Snape sustentou novamente o olhar de Dumbledore, era como se as artes das trevas fossem sua muleta, que o ajudasse a reerguer o seu orgulho ferido.
_Voldemort não procura as almas calmas e felizes, pois estas não lhe dariam atenção.- continuou Dumbledore aparentemente alheio a mudança que se passou em Snape.
_O lorde das trevas não está interessado em vida familiar e conflitos amorosos, Diretor. Sua ambição é muito maior que isso.- falou Snape intimamente feliz por livrar-se da armadilha sentimental em que Dumbledore o colocara.
_A ambição de Voldemort o tornou menos humano e mais demoníaco. A alma de Voldemort já não se enquadra em níveis normais de energia. Ele é um ser incompleto agora.

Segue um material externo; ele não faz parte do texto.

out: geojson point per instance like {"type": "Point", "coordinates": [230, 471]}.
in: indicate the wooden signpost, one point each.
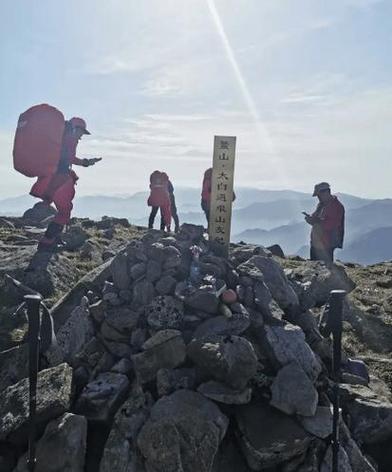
{"type": "Point", "coordinates": [222, 190]}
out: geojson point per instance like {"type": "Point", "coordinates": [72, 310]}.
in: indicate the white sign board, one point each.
{"type": "Point", "coordinates": [222, 190]}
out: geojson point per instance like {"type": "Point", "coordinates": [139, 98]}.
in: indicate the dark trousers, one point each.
{"type": "Point", "coordinates": [154, 211]}
{"type": "Point", "coordinates": [325, 254]}
{"type": "Point", "coordinates": [174, 213]}
{"type": "Point", "coordinates": [206, 208]}
{"type": "Point", "coordinates": [151, 219]}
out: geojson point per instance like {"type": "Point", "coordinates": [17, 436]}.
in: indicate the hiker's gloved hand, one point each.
{"type": "Point", "coordinates": [91, 162]}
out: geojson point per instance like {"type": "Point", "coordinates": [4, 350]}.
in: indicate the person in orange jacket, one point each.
{"type": "Point", "coordinates": [327, 224]}
{"type": "Point", "coordinates": [159, 199]}
{"type": "Point", "coordinates": [206, 194]}
{"type": "Point", "coordinates": [59, 188]}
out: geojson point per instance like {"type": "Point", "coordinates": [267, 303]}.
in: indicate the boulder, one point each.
{"type": "Point", "coordinates": [203, 299]}
{"type": "Point", "coordinates": [166, 285]}
{"type": "Point", "coordinates": [293, 392]}
{"type": "Point", "coordinates": [313, 282]}
{"type": "Point", "coordinates": [223, 394]}
{"type": "Point", "coordinates": [14, 365]}
{"type": "Point", "coordinates": [101, 398]}
{"type": "Point", "coordinates": [229, 359]}
{"type": "Point", "coordinates": [76, 331]}
{"type": "Point", "coordinates": [62, 447]}
{"type": "Point", "coordinates": [285, 438]}
{"type": "Point", "coordinates": [319, 425]}
{"type": "Point", "coordinates": [122, 319]}
{"type": "Point", "coordinates": [165, 312]}
{"type": "Point", "coordinates": [138, 270]}
{"type": "Point", "coordinates": [276, 281]}
{"type": "Point", "coordinates": [120, 453]}
{"type": "Point", "coordinates": [119, 272]}
{"type": "Point", "coordinates": [223, 326]}
{"type": "Point", "coordinates": [94, 281]}
{"type": "Point", "coordinates": [153, 271]}
{"type": "Point", "coordinates": [166, 349]}
{"type": "Point", "coordinates": [183, 433]}
{"type": "Point", "coordinates": [53, 399]}
{"type": "Point", "coordinates": [286, 344]}
{"type": "Point", "coordinates": [170, 380]}
{"type": "Point", "coordinates": [356, 458]}
{"type": "Point", "coordinates": [370, 417]}
{"type": "Point", "coordinates": [143, 293]}
{"type": "Point", "coordinates": [244, 252]}
{"type": "Point", "coordinates": [74, 237]}
{"type": "Point", "coordinates": [344, 462]}
{"type": "Point", "coordinates": [229, 457]}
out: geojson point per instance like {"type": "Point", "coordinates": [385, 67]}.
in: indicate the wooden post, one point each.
{"type": "Point", "coordinates": [222, 191]}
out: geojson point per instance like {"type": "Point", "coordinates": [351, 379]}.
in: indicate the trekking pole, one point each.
{"type": "Point", "coordinates": [33, 303]}
{"type": "Point", "coordinates": [336, 326]}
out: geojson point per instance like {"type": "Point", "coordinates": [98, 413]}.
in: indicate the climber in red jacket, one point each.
{"type": "Point", "coordinates": [327, 225]}
{"type": "Point", "coordinates": [59, 188]}
{"type": "Point", "coordinates": [160, 199]}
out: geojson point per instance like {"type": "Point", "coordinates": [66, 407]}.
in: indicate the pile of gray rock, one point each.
{"type": "Point", "coordinates": [224, 371]}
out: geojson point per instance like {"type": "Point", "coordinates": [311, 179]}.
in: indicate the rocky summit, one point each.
{"type": "Point", "coordinates": [155, 370]}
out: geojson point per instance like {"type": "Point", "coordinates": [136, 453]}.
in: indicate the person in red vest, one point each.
{"type": "Point", "coordinates": [206, 194]}
{"type": "Point", "coordinates": [327, 224]}
{"type": "Point", "coordinates": [159, 199]}
{"type": "Point", "coordinates": [60, 187]}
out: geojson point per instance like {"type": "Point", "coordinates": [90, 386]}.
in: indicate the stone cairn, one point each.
{"type": "Point", "coordinates": [223, 372]}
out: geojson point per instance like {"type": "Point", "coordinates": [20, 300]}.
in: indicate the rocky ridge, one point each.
{"type": "Point", "coordinates": [155, 371]}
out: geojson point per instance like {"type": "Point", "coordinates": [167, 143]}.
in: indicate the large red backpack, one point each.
{"type": "Point", "coordinates": [38, 138]}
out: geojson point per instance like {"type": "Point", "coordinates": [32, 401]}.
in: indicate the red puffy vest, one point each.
{"type": "Point", "coordinates": [159, 186]}
{"type": "Point", "coordinates": [38, 140]}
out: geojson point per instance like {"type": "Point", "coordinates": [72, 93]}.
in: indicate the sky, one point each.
{"type": "Point", "coordinates": [305, 86]}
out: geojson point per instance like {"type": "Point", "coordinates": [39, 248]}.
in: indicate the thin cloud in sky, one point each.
{"type": "Point", "coordinates": [303, 85]}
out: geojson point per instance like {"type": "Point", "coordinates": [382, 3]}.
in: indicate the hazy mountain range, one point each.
{"type": "Point", "coordinates": [260, 216]}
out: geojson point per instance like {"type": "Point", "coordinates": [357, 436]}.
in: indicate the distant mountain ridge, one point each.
{"type": "Point", "coordinates": [259, 216]}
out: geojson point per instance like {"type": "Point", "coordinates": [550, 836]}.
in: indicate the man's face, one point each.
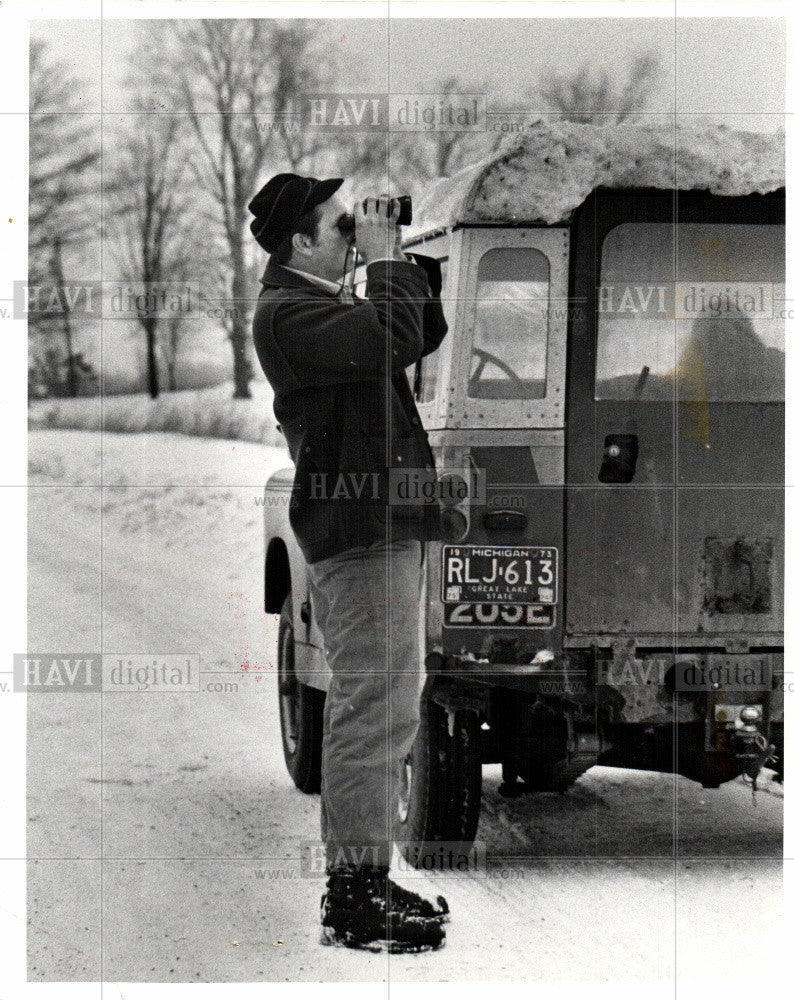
{"type": "Point", "coordinates": [325, 256]}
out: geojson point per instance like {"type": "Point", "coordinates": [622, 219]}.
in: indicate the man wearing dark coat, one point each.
{"type": "Point", "coordinates": [336, 364]}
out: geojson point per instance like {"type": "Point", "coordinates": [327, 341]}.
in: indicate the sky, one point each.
{"type": "Point", "coordinates": [728, 68]}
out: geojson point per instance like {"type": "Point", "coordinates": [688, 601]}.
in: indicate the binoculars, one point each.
{"type": "Point", "coordinates": [401, 205]}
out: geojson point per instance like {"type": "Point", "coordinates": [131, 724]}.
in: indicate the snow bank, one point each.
{"type": "Point", "coordinates": [549, 170]}
{"type": "Point", "coordinates": [197, 412]}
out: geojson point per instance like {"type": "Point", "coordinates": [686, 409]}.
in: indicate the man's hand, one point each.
{"type": "Point", "coordinates": [377, 234]}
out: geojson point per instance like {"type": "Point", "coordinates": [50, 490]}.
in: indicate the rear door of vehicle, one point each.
{"type": "Point", "coordinates": [674, 436]}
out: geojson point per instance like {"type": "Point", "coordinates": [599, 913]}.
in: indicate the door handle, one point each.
{"type": "Point", "coordinates": [619, 462]}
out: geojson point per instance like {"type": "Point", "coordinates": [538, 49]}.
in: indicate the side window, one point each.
{"type": "Point", "coordinates": [691, 312]}
{"type": "Point", "coordinates": [511, 316]}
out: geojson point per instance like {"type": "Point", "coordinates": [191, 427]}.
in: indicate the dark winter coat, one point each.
{"type": "Point", "coordinates": [344, 404]}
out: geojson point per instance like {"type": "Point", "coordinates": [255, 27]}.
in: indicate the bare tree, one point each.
{"type": "Point", "coordinates": [64, 150]}
{"type": "Point", "coordinates": [235, 81]}
{"type": "Point", "coordinates": [598, 98]}
{"type": "Point", "coordinates": [149, 222]}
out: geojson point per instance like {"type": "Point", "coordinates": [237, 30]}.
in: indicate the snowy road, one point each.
{"type": "Point", "coordinates": [166, 832]}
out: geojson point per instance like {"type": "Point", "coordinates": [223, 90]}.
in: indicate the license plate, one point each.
{"type": "Point", "coordinates": [467, 615]}
{"type": "Point", "coordinates": [507, 574]}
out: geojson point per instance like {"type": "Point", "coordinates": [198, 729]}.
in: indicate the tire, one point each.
{"type": "Point", "coordinates": [300, 711]}
{"type": "Point", "coordinates": [441, 787]}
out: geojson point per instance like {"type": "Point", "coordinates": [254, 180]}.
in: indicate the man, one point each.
{"type": "Point", "coordinates": [337, 367]}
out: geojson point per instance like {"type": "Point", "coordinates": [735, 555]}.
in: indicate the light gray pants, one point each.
{"type": "Point", "coordinates": [366, 602]}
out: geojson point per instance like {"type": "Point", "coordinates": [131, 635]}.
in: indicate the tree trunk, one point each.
{"type": "Point", "coordinates": [71, 367]}
{"type": "Point", "coordinates": [150, 326]}
{"type": "Point", "coordinates": [239, 332]}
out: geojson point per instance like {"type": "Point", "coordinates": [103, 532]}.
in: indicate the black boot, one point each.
{"type": "Point", "coordinates": [363, 908]}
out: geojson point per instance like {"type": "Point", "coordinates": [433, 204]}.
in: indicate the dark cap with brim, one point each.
{"type": "Point", "coordinates": [282, 201]}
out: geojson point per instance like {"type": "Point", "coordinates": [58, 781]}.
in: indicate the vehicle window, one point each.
{"type": "Point", "coordinates": [510, 325]}
{"type": "Point", "coordinates": [691, 312]}
{"type": "Point", "coordinates": [425, 378]}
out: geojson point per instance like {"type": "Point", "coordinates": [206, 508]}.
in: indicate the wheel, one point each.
{"type": "Point", "coordinates": [300, 711]}
{"type": "Point", "coordinates": [440, 787]}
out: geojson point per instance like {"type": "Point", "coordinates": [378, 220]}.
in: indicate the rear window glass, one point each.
{"type": "Point", "coordinates": [691, 311]}
{"type": "Point", "coordinates": [511, 310]}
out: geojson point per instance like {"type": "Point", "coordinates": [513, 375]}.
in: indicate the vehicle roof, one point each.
{"type": "Point", "coordinates": [543, 175]}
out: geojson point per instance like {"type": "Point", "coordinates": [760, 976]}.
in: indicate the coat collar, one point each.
{"type": "Point", "coordinates": [276, 276]}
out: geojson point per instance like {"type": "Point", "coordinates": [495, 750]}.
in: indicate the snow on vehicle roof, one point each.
{"type": "Point", "coordinates": [549, 170]}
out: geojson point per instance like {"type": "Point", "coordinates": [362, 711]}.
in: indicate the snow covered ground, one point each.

_Teme o senhor que eu resolva voltar ao meu antigo mestre? – falou Snape incisivo.
_Eu quero acreditar Severo, que você ainda esteja procurando paz de espírito, compreensão e harmonia. Porque Voldemort só pode lhe trazer o oposto. – Dumbledore falou pausadamente a última frase como se para dar tempo a Snape para apreender o significado do que dizia.
Snape permaneceu em silencio. Sustentou o olhar de Dumbledore, mas intimamente, estava confuso. Não se importava com a felicidade mundana que tanto impressionava as outras pessoas, como também não dava a mínima importância para Voldemort. Mas a sua própria inadequação ao mundo o fazia alinhar-se ao lado de Voldemort, mesmo sentindo repulsa a ele.
Sabia que no fim de tudo, permaneceria em Hogwarts sob a proteção de Dumbledore, mas sua inquietação e infelicidade o estavam empurrando para as artes das trevas novamente, tal qual ocorrera na adolescência.
_Obrigado pelo excelente chá Severo, acho que já abusei em demasia de sua hospitalidade, sem falar que roubei um pouco do seu tempo. Só mais uma coisa Severo, Hogwarts é o nosso lar, pertence a todos nós assim como pertencemos a este lugar. Veja... Sempre esperamos um professor assim como você para fazer parte desta grande família, pense nisso. Boa-noite!
Dumbledore se retirou, deixando o aposento frio e escuro, tal qual o sol que já não brilhava mais no céu e nem tingia mais o firmamento de vermelho e dourado.
Snape ficou de pé no meio de seu escritório, sentindo as sombras crescerem ao seu redor.